Les institutions nationales ne sont pas contre la liberté de la presse. Les problèmes de la presse et des journalistes proviennent des groupes d’intérêts politiques, économiques, financiers et criminels qui poussent les journalistes à contrevenir à la loi et à s’attaquer aux gens. Cela ne signifie pas que la presse doit taire les déviations des institutions et les dysfonctionnements des autres pouvoirs publics.

 

Le véritable sens de la liberté et de l’honnêteté de la presse ne donne pas le droit aux journalistes de s’ériger en juge et partie mais doit conduire à habiller leurs pratiques quotidiennes de valeurs morales, d’idéaux et principes de la société.
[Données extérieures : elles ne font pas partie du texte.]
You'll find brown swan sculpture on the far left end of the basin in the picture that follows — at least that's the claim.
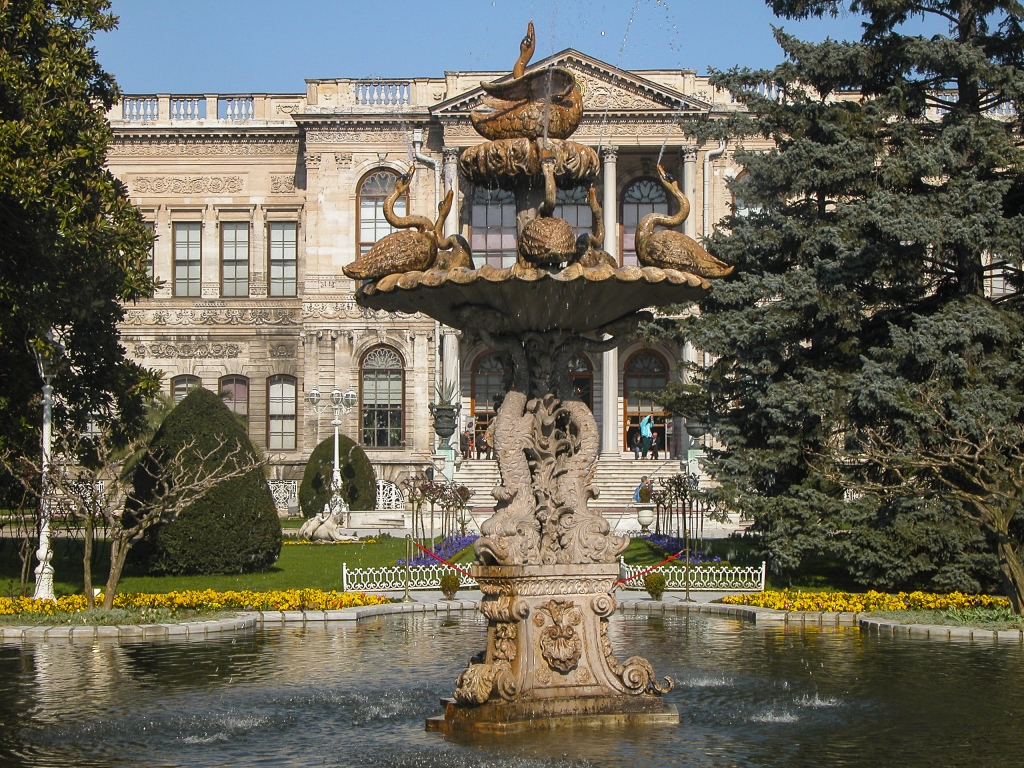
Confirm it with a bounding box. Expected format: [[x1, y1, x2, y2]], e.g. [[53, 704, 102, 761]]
[[341, 164, 437, 280]]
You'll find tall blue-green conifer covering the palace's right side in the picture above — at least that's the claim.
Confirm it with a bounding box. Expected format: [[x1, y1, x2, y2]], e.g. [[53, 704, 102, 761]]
[[664, 0, 1024, 604]]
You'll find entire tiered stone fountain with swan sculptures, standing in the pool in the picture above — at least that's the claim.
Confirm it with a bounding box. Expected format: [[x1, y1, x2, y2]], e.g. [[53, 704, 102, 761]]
[[345, 24, 730, 731]]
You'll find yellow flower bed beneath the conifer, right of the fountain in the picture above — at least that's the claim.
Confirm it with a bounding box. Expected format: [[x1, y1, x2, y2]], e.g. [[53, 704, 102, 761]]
[[722, 590, 1010, 613]]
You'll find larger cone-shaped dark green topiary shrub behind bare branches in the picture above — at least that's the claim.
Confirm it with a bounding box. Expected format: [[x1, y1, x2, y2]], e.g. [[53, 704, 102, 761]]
[[134, 388, 281, 574]]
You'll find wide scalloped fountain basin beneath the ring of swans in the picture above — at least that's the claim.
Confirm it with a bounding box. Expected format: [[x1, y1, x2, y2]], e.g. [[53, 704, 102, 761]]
[[355, 264, 711, 333]]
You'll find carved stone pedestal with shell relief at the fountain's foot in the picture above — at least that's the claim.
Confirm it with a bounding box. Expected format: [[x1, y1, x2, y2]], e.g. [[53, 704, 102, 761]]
[[427, 563, 679, 731]]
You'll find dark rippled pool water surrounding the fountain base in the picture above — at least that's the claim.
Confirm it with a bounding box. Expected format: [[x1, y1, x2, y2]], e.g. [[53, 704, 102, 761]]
[[0, 613, 1024, 768]]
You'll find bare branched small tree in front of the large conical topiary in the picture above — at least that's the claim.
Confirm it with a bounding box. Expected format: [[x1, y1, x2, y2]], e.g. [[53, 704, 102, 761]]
[[0, 429, 264, 610]]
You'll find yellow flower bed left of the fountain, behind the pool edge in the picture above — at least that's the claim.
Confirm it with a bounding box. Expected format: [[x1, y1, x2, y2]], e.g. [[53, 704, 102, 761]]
[[0, 590, 390, 615]]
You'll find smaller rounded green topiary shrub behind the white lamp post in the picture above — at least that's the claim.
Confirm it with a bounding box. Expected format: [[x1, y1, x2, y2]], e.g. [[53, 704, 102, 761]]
[[299, 434, 377, 517]]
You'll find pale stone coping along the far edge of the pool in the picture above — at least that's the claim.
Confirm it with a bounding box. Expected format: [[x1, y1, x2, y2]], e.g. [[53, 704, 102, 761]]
[[0, 599, 1024, 645]]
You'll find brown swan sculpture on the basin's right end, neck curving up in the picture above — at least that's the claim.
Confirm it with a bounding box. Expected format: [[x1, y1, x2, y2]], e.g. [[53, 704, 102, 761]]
[[636, 166, 735, 278]]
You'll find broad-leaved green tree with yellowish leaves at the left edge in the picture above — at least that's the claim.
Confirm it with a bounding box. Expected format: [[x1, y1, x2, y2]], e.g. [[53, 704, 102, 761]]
[[0, 0, 157, 453]]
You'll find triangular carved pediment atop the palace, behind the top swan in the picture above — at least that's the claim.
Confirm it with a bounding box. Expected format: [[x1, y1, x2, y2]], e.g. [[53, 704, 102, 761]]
[[430, 48, 711, 119]]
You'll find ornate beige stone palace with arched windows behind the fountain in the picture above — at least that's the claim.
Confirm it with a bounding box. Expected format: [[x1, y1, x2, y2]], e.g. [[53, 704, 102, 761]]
[[110, 50, 761, 506]]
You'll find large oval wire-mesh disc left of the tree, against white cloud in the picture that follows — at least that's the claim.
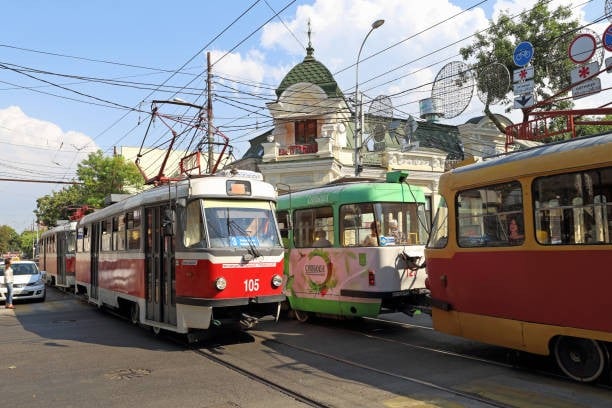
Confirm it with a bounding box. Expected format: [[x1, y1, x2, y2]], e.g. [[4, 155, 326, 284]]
[[431, 61, 474, 119]]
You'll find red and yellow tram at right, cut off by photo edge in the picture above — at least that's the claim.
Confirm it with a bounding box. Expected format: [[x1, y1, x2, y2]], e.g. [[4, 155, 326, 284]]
[[425, 134, 612, 382]]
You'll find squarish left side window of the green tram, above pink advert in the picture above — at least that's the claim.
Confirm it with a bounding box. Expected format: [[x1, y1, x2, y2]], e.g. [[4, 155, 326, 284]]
[[293, 207, 335, 248]]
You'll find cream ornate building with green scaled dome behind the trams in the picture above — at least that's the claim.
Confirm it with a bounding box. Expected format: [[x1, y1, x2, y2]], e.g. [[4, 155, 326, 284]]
[[231, 32, 505, 214]]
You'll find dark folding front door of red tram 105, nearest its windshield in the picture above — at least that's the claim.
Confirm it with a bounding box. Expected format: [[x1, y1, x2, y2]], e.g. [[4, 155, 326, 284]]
[[145, 206, 176, 325]]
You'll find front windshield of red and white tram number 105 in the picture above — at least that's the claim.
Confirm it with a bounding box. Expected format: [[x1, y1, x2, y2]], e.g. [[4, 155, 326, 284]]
[[183, 199, 280, 248]]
Ils doivent œuvrer, de toutes leurs forces, à informer les citoyens de façon sincère, juste et objective.

 

Continuer à promouvoir une presse pluraliste, honnête et indépendante, est la meilleure des contributions que les pouvoirs publics doivent prodiguer aux organes de presse sérieux et utiles, en encourageant la création de davantage de publications dans le sens de la garantie du service public dans tous les genres d’information, en assurant l’expression des tendances de l’ensemble des catégories sociales, en satisfaisant leurs besoins en information, en levant tous les obstacles qui empêchent la transmission du message médiatique  et en assurant l’accès du public à l’information.

 

Je suis certain que la jeune presse algérienne est en phase de maturité et de maîtrise pour accomplir sa noble mission au service de l’Algérie et de son peuple. J’espère sincèrement qu’elle réussisse à réaliser les espoirs que nous fondons sur elle.